Letters to the Editor

(Aust Prescr 2000;23:55-6)

Letters, which may not necessarily be published in full, should be restricted to not more than 250 words. When relevant, comment on the letter is sought from the author. Due to production schedules, it is normally not possible to publish letters received in response to material appearing in a particular issue earlier than the second or third subsequent issue.

Antidepressants

Editor, - I agree entirely with the sentiments of Dr O'Dempsey (Aust Prescr 2000;23:5) that newer drugs are rarely, if ever, measured against the performance of 'active' placebos. I think very few would pass muster if they were.

In the case of any antidepressant, I would personally be very surprised if any performed better than pheniramine p-aminosalicylate. I would be amazed if any hormone replacement therapy performed better than spironolactone 100 mg second daily. I would be astounded if any antipsoriasis treatment compared favourably against miconazole and zinc nappy ointment. I would also personally be stupefied if any ear drop could compare with half strength Burow's solution.

Peter Rout
General Practitioner
Darlington, NSW

Digoxin interactions

Editor, - During December 1999, I witnessed a case that motivated me to read the article 'Digoxin in the 21st century' (Aust Prescr 1999;22:136-7) with accentuated attention. The case was a 56-year-old woman who had suffered from schizophrenia six years ago and had since remained mentally balanced. She has been hypertensive for the past two years and was placed on medications.

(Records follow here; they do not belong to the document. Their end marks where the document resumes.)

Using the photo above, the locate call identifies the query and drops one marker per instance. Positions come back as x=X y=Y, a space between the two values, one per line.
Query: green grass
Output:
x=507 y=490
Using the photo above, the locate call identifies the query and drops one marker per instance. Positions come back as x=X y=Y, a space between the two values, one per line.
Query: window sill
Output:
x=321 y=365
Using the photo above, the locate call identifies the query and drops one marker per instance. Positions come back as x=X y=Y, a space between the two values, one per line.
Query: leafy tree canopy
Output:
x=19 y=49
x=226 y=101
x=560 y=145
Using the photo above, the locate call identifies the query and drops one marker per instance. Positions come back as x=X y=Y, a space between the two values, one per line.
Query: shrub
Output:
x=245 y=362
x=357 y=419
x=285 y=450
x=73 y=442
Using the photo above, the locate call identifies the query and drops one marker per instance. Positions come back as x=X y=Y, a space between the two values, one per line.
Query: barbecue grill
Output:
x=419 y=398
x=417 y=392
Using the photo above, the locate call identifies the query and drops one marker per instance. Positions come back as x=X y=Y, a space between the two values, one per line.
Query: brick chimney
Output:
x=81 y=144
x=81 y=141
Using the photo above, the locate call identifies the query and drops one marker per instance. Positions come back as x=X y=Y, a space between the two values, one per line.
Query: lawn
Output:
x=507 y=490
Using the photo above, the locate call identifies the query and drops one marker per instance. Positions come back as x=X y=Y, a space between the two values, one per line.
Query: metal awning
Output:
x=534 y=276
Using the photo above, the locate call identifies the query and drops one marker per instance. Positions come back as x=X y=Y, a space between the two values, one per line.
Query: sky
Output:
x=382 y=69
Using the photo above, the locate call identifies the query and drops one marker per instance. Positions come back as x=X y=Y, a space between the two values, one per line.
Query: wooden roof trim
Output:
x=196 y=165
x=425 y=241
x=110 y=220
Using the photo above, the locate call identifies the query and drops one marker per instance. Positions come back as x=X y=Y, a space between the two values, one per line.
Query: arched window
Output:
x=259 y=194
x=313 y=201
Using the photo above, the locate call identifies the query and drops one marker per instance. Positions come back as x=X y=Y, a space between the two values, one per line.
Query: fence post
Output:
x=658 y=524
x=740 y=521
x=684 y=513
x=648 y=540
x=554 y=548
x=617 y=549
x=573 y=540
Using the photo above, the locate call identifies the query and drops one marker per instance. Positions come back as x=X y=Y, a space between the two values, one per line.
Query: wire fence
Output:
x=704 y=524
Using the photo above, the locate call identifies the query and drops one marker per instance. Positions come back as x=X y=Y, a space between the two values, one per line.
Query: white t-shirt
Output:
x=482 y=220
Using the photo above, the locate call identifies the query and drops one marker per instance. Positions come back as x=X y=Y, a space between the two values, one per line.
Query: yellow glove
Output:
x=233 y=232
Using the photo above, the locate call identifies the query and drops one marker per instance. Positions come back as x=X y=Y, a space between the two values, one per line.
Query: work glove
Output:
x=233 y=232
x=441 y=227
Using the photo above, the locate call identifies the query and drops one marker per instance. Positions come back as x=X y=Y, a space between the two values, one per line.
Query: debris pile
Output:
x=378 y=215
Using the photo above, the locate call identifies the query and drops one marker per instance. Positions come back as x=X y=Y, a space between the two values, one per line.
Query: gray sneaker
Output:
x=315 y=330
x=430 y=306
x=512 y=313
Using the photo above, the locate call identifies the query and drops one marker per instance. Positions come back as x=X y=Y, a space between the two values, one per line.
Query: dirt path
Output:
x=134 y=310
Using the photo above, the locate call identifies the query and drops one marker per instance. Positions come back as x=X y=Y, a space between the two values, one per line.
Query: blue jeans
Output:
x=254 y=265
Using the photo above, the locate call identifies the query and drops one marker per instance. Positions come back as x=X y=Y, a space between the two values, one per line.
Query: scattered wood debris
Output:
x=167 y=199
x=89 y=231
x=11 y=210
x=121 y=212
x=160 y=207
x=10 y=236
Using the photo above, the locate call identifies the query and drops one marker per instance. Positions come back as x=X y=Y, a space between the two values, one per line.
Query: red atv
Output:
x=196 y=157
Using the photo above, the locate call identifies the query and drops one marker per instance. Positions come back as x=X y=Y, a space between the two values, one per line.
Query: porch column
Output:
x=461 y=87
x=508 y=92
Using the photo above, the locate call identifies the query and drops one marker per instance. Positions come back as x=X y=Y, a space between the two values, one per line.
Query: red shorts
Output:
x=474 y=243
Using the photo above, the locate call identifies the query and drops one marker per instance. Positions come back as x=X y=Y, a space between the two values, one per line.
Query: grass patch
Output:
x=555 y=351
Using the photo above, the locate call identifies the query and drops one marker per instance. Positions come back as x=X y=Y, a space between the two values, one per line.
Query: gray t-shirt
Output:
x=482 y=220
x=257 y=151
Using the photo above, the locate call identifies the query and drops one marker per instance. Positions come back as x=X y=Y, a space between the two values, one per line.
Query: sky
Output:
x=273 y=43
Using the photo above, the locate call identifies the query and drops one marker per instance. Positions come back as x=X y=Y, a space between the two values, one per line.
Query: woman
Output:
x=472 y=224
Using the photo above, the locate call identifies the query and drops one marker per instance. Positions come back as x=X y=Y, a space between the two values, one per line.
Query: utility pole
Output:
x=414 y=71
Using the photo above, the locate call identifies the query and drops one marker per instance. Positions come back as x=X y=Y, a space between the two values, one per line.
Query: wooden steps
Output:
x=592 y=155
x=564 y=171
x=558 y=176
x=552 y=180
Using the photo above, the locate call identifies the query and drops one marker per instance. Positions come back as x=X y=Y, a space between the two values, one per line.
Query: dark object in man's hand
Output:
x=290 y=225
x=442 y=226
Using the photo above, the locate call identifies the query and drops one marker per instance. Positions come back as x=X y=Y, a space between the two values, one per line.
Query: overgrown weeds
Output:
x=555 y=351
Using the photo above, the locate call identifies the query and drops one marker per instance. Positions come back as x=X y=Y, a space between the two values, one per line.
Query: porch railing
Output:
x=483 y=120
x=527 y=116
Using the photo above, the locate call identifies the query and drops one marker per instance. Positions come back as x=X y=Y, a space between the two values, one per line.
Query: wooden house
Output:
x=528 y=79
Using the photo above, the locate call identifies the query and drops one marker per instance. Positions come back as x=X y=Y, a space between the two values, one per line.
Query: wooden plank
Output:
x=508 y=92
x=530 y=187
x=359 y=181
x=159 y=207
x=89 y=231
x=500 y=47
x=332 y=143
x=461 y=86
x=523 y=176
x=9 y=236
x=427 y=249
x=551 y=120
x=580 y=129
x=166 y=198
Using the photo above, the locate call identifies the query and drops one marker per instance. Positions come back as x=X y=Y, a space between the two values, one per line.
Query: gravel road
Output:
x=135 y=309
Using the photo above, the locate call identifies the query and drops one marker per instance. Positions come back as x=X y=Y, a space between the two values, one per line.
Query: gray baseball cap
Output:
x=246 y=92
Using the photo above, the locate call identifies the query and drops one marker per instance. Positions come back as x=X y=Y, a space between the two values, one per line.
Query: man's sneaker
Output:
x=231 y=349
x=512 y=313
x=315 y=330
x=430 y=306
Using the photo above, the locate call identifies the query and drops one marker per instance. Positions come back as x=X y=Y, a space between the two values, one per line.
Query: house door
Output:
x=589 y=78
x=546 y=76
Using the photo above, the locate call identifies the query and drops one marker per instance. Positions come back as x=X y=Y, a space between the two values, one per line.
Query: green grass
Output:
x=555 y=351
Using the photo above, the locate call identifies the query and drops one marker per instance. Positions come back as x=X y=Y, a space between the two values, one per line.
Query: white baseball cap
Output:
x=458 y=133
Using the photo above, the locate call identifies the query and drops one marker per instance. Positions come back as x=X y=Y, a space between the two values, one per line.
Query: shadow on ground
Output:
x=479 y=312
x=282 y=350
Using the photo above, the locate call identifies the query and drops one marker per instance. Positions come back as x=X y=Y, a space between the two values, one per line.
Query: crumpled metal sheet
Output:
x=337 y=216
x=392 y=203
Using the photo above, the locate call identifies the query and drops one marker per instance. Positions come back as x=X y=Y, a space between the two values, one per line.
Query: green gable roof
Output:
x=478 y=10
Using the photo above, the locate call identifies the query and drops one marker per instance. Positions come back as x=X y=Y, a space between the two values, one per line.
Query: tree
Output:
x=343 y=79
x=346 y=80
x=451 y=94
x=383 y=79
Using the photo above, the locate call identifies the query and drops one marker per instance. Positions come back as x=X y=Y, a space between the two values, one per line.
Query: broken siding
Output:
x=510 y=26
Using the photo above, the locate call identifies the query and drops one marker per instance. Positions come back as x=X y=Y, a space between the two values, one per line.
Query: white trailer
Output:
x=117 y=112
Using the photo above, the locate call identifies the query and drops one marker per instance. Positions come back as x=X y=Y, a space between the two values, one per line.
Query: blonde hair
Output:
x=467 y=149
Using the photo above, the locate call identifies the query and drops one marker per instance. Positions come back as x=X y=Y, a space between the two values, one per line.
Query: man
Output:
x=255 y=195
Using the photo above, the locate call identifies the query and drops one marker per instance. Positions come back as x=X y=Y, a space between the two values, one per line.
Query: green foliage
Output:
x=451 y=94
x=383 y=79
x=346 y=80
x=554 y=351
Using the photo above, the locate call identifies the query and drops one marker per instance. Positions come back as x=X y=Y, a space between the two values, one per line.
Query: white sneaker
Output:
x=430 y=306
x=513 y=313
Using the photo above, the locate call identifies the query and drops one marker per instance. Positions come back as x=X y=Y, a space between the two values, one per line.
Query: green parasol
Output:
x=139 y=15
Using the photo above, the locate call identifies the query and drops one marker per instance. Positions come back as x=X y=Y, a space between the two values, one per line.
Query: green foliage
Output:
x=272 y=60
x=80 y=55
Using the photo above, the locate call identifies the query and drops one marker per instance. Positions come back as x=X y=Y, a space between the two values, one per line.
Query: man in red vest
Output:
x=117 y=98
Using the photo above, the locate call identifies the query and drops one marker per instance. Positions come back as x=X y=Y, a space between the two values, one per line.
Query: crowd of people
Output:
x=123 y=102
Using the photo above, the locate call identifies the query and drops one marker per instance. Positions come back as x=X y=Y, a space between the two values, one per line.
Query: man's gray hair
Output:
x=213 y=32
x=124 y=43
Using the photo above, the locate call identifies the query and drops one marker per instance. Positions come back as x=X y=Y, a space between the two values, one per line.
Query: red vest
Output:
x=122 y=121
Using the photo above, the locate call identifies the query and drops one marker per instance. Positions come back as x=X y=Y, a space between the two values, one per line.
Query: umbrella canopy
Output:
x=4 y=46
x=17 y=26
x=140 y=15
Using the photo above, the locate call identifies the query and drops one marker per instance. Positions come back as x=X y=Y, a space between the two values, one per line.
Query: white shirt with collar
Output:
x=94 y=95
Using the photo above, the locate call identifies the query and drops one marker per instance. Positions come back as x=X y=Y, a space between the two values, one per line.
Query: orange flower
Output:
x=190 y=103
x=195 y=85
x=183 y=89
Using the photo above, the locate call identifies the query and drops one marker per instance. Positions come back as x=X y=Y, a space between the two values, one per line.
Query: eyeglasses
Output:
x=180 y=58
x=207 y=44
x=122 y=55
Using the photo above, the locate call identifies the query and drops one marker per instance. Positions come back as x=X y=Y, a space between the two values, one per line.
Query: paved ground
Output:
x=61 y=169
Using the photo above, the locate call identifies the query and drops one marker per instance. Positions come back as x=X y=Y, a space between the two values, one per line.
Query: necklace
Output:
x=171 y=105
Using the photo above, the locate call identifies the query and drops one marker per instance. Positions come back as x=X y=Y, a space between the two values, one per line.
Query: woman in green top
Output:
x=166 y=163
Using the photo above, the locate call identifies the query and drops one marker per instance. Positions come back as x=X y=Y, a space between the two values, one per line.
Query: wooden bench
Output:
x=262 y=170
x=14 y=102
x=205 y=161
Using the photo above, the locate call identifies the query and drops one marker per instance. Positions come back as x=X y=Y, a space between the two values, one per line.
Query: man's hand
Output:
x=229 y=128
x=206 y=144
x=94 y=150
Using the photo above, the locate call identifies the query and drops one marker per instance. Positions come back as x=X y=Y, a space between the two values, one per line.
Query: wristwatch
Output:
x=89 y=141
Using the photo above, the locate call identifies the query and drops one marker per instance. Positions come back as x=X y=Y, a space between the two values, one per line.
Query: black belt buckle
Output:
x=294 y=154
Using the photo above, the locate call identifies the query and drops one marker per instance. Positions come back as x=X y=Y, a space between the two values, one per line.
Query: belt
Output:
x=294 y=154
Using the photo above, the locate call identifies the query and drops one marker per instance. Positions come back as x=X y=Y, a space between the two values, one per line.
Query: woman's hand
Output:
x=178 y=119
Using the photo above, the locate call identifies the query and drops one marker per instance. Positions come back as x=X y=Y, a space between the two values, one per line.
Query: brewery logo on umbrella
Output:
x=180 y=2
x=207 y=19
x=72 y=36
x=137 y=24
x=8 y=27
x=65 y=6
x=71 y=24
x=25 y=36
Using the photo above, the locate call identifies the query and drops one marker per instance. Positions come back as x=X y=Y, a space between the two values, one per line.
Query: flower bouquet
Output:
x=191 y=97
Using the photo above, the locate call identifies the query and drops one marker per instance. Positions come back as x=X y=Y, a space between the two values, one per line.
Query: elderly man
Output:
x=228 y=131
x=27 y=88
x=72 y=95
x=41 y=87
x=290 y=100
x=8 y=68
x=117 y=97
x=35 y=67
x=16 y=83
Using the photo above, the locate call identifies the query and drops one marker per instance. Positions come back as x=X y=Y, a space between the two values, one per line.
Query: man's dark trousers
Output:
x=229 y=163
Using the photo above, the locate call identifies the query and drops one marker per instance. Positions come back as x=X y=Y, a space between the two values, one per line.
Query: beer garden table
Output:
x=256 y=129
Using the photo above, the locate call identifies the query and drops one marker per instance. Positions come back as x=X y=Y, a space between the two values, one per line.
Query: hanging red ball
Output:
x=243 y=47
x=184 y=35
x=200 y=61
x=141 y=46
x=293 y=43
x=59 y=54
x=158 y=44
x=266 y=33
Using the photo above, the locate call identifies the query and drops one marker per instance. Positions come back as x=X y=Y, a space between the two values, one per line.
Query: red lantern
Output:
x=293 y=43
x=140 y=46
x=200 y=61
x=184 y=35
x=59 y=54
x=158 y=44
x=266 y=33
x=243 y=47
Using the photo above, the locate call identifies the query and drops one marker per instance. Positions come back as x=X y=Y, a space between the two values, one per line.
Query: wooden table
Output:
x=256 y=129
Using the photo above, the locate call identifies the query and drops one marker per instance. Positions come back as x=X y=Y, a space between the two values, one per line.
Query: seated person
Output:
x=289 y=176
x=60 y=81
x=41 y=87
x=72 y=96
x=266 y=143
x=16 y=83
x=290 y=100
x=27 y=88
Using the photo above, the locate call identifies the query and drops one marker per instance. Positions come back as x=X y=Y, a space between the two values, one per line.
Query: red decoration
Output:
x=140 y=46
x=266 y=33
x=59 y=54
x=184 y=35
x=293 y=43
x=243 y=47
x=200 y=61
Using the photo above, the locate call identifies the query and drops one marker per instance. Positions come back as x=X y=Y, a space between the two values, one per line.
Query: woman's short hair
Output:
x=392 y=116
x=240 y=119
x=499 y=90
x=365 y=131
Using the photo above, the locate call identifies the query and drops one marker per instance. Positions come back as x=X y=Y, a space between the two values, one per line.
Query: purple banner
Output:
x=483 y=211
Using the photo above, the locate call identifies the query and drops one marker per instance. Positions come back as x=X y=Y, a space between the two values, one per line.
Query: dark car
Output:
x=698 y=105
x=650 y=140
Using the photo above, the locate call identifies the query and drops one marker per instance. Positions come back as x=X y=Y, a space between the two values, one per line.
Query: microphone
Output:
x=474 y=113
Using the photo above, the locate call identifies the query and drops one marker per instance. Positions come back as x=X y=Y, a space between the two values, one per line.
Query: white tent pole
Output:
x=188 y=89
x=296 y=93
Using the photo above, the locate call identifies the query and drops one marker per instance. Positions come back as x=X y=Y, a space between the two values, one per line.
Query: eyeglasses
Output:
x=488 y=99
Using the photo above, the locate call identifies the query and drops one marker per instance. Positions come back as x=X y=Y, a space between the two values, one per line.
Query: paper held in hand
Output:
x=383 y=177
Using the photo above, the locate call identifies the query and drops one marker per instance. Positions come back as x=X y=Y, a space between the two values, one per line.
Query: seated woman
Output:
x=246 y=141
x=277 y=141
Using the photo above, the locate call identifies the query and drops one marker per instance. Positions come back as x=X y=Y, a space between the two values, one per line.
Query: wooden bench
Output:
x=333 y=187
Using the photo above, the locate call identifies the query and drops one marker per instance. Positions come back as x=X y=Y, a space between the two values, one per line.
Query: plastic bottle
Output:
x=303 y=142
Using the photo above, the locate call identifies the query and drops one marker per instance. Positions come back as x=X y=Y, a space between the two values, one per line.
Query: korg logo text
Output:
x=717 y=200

She had minor congestive heart failure last October (attributed to non-compliance with antihypertensive medications) and was admitted to a rural hospital. After rapid digitalisation she was placed on digoxin (0.125 mg/day) and hydralazine, but when the doctor started noting some neurological imbalance, chlorpromazine was added. On discharge, chlorpromazine and hydralazine were discontinued while digoxin was maintained. Sinepress (dihydroergotoxine 0.6 mg, reserpine 0.1 mg, hydrochlorothiazide 10 mg) was added. However, around the middle of December, she reverted back to a schizophrenic state, for which she is still being treated.

Does Dr Semsarian think that this bout of schizophrenia may have been precipitated by the adverse effects of digoxin ('digitalis delirium', confusion and hallucination) or to digoxin's common drug interactions, say, with the components of the combination antihypertensive drug?

Hypokalaemia induced by potassium-depleting diuretics is known to be the cause of adverse drug interactions between digoxin and such diuretics. The first self-test question (p. 137) may mislead readers to assume that all diuretics can provoke digoxin toxicity. After all, potassium-sparing diuretics such as amiloride may even be beneficial in digoxin therapy.

S. V. Nwafor
Department of Pharmacology and Toxicology
Faculty of Pharmaceutical Sciences
University of Nigeria, Nigeria

Dr C. Semsarian, the author of 'Digoxin in the 21st century', comments:

The issue of determining whether or not a patient's clinical status is due to a drug effect is an important one. Unfortunately, this is often difficult to resolve in the setting of a patient with multiple diseases, taking several medications. The case presented by Dr Nwafor is interesting and could possibly be due to digoxin toxicity. 'Digoxin delirium' is seen rarely now because of more diligent efforts in prescribing correct doses of digoxin for individual patients based on factors such as age, gender and renal function. Furthermore, regular measurements of serum digoxin levels have become routine. The patient mentioned in Dr Nwafor's letter is taking a product containing two drugs, reserpine and hydrochlorothiazide, both of which can increase digoxin toxicity by lowering serum concentrations of potassium.

We have no information on the patient's renal function, therefore the patient should have had an assessment of renal function, and their serum potassium and digoxin concentration measured. If all of these are normal, then it is less likely that digoxin is the cause of this patient's symptoms. If the combination product is to be continued, regular serum potassium measurements are recommended.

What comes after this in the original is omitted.